Maybe it was because it is so singable, or it could have been the melody (Cranham, by Gustav Holst). Then again, it could have been that, as a ten-year-old who had grown up in church, I was surprised to find a popular Christmas carol I didn’t know.
Or maybe it was because the Sunday School I often attended used the last verse as its offertory. And that is the best verse of the carol from a theological standpoint.

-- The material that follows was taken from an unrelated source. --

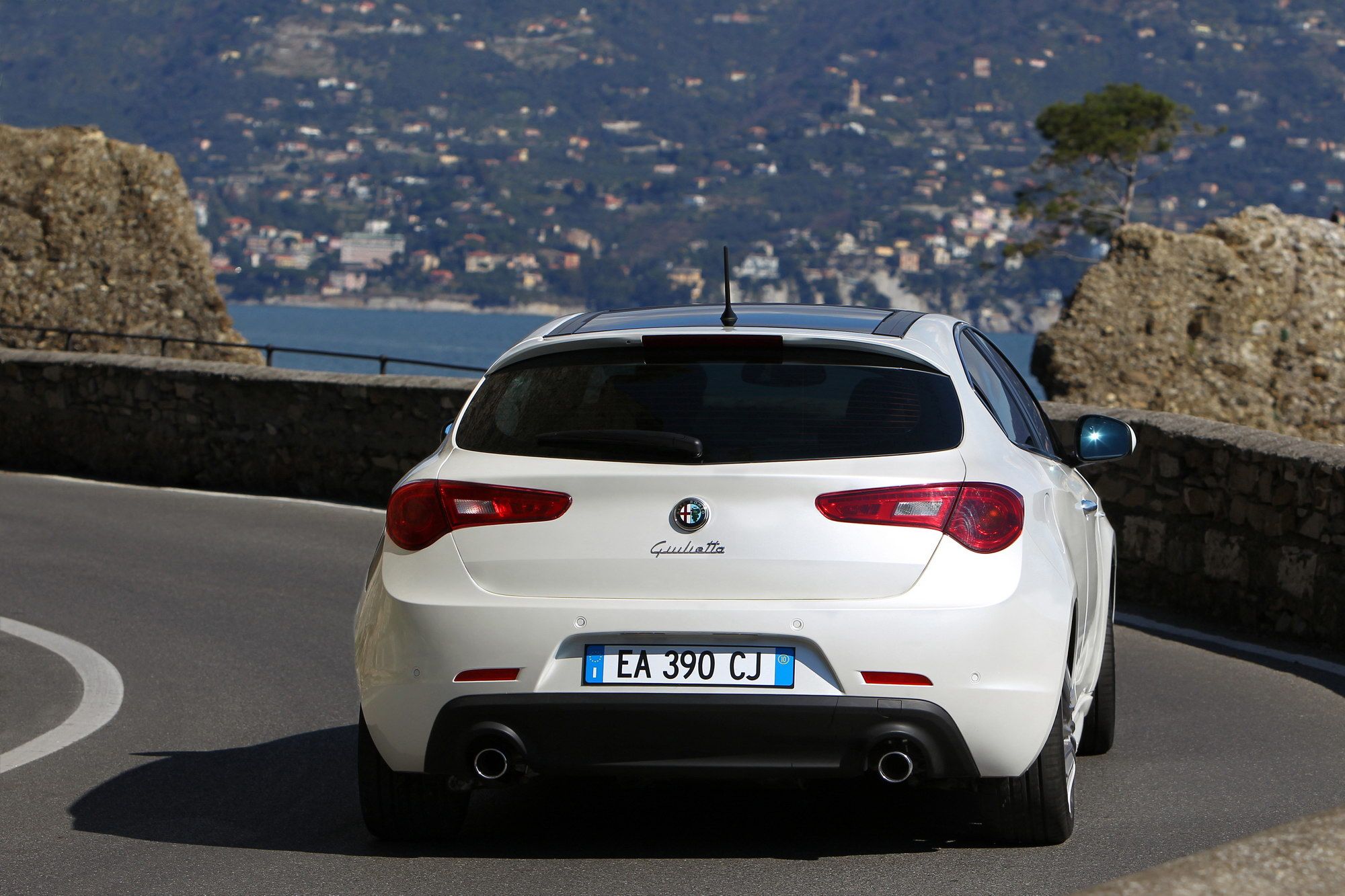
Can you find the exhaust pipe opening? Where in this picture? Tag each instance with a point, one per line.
(490, 763)
(895, 767)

Here are all the words. Enjoy the first three stanzas, but focus on the fourth.
In the bleak
midwinter,
Frosty winds
made moan,
Earth stood
hard as iron,
Water like a
stone;
Snow had
fallen, snow on snow,
Snow on
snow,
In the bleak
midwinter,
Long ago.
Our God,
heaven cannot hold Him,
Nor earth
sustain;
Heaven and
earth shall flee away
When He
comes to reign:
In the bleak
midwinter
A stable
place sufficed
The Lord God
Almighty,
Jesus
Christ.
Angels and
archangels
May have
gathered there,
Cherubim and
seraphim
Thronged the
air—
But His
mother only,
In her
maiden bliss,
Worshiped
the Beloved
With a kiss.
What can I
give Him,
Poor as I
am?
If I were a
shepherd,
I would
bring a lamb;
If I were a
wise man,
I would do
my part;
Yet what I
can I give Him—
Give my
heart.*
And your heart is enough.
__________
* As printed in The Church Hymnary, Revised Edition (Oxford University Press, 1927).